È l’inizio della fine dell’esperienza-Eden per il genere umano. Il serpente dell’incomprensione striscia già fra i nostri eroi, che pure sono animati dalle migliori intenzioni. Quando Adamo ha un problema, Eva gli dimostra affetto, tenerezza, solidarietà, cerca di fargli capire che non e solo e che può sempre contare su di lei. Adamo però interpreta questo atteggiamento come un voler “girare intorno” al problema senza trovare una soluzione, e giudica Eva fastidiosamente assillante.

“Ma come,” dice “ti chiedo aiuto e tu ti perdi in smancerie?” (sarà stato un po’ rozzo, ma lui almeno aveva la scusante di vivere nel Paleolitico!).

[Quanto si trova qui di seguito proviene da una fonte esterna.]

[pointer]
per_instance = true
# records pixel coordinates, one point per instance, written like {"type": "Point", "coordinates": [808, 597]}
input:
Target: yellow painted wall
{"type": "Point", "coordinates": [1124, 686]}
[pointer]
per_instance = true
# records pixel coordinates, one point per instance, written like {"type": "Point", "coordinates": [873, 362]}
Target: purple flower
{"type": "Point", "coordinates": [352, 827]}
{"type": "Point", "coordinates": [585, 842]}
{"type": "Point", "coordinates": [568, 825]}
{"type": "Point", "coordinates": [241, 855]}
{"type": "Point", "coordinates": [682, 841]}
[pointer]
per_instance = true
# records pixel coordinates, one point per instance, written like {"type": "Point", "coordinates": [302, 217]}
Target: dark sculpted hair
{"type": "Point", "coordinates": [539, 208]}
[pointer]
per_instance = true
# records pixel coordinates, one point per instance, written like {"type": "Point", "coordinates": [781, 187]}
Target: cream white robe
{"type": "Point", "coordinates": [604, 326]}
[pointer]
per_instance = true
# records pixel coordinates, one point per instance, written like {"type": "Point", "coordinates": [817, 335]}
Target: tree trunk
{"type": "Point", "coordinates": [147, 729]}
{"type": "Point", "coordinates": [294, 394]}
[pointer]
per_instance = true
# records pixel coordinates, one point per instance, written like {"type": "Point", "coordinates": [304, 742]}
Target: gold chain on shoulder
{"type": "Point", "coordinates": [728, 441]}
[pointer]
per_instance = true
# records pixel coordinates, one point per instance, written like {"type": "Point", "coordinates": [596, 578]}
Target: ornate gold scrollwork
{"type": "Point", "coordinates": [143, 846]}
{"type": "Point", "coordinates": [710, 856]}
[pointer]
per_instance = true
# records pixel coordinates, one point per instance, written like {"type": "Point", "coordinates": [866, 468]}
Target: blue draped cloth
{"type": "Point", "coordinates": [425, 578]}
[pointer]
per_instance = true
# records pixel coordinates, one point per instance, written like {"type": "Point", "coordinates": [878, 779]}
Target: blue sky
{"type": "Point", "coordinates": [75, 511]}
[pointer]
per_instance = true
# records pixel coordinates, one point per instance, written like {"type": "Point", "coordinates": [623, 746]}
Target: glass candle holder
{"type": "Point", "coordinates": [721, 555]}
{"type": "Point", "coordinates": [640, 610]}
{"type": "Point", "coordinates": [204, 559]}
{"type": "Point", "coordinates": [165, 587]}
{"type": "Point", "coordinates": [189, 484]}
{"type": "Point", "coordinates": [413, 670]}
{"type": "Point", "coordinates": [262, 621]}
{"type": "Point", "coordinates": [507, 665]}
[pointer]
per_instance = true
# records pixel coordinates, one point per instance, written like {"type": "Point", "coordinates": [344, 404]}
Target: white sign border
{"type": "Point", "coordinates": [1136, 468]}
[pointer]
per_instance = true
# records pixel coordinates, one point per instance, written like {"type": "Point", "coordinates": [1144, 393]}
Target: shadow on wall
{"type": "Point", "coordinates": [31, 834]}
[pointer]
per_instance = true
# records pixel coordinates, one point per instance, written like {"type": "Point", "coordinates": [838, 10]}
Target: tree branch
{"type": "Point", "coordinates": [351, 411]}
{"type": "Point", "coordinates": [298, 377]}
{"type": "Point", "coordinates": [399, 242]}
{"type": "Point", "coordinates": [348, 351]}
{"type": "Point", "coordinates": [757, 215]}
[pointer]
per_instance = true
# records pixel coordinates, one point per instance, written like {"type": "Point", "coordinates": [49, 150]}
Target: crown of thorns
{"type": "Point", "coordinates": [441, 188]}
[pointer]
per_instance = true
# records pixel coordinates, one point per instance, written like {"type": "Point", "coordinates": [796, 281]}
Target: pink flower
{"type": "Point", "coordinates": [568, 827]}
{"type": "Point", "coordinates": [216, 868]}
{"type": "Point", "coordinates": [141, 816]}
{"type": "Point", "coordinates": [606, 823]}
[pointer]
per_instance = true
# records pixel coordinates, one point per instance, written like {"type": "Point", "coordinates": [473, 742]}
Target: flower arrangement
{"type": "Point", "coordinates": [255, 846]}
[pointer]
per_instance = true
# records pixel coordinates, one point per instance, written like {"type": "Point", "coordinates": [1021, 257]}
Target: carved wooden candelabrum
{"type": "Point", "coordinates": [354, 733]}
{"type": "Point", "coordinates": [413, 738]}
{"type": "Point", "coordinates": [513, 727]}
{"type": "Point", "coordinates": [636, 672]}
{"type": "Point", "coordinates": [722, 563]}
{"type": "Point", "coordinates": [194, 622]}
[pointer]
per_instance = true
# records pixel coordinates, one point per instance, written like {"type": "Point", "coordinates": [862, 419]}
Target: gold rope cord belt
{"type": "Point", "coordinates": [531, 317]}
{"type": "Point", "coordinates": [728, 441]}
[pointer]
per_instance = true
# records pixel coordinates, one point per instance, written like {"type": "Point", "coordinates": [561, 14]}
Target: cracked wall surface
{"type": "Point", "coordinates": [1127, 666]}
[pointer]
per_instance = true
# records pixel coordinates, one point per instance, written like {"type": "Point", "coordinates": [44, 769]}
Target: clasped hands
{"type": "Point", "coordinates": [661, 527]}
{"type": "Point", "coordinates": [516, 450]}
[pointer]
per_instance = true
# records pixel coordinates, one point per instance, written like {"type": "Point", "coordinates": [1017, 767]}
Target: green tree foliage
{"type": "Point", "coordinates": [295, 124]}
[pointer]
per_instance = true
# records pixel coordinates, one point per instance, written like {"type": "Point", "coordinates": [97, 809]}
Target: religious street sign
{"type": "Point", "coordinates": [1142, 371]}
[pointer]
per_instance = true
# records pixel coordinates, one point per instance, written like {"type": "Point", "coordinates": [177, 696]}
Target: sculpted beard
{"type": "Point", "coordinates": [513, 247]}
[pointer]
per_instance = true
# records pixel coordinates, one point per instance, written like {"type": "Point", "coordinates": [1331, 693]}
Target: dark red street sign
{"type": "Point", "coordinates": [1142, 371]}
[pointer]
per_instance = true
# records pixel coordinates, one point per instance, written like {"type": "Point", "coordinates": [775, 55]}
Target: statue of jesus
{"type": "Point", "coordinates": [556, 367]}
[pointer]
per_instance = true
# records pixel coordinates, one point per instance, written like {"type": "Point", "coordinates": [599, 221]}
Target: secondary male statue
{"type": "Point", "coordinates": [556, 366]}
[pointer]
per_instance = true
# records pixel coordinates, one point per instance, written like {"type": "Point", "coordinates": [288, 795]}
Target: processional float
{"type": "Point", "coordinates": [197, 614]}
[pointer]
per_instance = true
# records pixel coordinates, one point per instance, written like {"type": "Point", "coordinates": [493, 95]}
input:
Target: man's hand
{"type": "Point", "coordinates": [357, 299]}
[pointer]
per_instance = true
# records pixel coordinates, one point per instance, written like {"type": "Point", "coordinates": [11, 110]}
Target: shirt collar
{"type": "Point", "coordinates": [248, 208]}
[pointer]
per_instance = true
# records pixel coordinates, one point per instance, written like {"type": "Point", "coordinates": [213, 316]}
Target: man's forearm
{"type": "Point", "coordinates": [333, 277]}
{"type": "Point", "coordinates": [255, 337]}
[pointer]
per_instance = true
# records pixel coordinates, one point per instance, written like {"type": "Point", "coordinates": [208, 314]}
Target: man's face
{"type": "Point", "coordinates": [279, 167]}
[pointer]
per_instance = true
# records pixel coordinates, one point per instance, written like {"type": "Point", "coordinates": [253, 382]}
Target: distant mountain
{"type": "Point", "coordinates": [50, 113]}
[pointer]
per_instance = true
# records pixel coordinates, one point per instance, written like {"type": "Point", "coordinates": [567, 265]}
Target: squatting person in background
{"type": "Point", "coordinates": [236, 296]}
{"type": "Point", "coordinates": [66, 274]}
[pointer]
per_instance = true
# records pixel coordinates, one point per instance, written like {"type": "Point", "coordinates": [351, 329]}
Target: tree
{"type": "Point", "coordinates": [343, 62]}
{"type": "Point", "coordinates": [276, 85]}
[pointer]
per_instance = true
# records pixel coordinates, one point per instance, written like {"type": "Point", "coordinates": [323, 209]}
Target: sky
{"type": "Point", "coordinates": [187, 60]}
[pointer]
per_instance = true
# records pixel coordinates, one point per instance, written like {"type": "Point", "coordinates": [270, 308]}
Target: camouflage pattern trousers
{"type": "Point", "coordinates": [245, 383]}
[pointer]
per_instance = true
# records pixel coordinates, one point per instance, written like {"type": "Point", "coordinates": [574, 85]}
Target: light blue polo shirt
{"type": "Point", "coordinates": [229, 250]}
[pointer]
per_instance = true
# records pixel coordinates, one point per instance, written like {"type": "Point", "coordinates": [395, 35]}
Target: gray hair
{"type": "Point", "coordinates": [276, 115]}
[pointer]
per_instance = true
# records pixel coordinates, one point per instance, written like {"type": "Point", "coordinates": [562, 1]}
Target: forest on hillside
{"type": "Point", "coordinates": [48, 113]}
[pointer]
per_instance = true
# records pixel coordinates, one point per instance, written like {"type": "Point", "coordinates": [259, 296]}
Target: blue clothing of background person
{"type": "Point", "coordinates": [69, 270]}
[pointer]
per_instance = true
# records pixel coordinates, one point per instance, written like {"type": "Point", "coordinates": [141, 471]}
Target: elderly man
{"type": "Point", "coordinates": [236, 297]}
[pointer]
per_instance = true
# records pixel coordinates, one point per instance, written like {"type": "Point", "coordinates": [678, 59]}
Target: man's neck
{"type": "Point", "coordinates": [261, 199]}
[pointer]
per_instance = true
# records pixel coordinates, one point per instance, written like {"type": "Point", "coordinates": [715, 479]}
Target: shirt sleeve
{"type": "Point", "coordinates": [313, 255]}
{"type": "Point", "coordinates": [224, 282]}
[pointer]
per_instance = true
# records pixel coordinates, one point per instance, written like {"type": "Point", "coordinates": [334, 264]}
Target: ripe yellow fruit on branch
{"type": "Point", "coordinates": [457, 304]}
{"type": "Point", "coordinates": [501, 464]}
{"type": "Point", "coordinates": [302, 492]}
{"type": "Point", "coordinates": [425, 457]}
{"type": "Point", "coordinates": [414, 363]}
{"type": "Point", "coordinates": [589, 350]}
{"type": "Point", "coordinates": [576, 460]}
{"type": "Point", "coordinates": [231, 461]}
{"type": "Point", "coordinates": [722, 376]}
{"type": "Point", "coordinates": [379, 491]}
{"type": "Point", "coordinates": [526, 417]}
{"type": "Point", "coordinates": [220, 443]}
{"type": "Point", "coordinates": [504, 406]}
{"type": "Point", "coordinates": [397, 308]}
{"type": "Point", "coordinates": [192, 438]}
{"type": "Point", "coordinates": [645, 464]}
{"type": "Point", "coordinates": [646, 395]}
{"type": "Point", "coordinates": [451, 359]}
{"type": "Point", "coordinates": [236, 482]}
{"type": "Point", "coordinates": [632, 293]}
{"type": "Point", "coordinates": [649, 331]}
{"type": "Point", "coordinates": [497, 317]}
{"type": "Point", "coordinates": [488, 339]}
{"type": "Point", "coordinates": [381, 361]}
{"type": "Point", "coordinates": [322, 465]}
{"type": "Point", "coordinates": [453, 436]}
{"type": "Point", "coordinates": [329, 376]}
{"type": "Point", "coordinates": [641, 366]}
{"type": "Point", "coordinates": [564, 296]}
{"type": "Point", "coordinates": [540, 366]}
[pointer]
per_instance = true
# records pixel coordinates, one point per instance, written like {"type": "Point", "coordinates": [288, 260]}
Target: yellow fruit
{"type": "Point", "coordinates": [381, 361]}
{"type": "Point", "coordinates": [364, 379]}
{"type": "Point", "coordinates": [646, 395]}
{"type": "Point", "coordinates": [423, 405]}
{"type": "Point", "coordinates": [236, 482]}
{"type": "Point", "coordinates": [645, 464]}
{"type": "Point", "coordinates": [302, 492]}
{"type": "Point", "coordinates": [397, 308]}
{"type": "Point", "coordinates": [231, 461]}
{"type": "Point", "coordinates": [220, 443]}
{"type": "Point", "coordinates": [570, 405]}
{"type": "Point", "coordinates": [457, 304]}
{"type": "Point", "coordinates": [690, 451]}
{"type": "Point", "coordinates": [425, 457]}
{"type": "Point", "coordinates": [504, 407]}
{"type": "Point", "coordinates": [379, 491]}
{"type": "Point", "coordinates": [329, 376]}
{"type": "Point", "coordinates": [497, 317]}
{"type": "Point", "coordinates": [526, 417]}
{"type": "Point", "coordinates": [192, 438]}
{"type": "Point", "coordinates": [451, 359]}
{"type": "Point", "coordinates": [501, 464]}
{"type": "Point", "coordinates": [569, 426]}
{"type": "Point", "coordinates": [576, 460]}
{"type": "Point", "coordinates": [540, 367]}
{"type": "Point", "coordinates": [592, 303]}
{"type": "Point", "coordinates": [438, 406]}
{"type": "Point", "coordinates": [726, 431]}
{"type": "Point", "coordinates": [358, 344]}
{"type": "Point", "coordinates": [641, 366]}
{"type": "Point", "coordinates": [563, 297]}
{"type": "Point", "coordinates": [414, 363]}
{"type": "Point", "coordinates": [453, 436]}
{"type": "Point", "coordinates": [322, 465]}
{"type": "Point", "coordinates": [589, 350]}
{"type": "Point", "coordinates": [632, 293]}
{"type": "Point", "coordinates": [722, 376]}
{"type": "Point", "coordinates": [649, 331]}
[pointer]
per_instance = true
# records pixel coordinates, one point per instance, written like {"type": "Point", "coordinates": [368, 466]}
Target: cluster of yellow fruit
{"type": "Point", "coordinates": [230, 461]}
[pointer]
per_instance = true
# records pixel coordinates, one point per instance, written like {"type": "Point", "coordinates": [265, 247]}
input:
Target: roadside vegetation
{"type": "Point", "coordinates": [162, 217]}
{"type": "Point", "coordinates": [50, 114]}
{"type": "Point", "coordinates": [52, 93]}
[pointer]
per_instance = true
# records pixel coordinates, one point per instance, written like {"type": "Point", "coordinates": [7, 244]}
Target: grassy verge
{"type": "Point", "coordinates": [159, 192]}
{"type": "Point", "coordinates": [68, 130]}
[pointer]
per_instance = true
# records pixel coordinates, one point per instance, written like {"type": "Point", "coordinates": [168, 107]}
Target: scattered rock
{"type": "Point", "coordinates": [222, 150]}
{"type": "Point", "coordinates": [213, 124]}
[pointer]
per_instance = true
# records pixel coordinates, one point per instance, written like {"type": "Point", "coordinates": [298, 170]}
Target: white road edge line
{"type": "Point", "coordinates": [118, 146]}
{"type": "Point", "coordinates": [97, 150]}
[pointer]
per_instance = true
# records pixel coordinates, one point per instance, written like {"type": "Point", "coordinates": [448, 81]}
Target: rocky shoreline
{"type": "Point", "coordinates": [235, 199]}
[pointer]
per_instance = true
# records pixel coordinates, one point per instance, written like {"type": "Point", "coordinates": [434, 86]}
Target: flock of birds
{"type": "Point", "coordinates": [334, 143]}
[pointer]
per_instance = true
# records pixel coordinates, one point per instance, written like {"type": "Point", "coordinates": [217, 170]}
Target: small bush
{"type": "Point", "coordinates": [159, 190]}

D’altra parte, quando è Eva ad avere un problema, Adamo si fa in quattro per risolverglielo concretamente, le prospetta tutte le possibili soluzioni, fa veramente del proprio meglio, ma anche Eva fraintende: le sembra che lui voglia tagliar corto, lo sente distante, così pragmatico, non le dimostra nemmeno un po’ di comprensione umana o empatia che dir si voglia. Si sente trascurata e sottovalutata dal compagno che Dio le ha assegnato. Non ha avuto scelta, poveretta, e se a a ciò aggiungiamo che non può nemmeno telefonare alla mamma o all’amica del cuore possiamo ben comprendere il suo smarrimento. La sorellanza all’epoca non è ancora stata inventata e pare che fra lei e Lilith non corra buon sangue (perché invece la società patriarcale e il “divide et impera” esistono già).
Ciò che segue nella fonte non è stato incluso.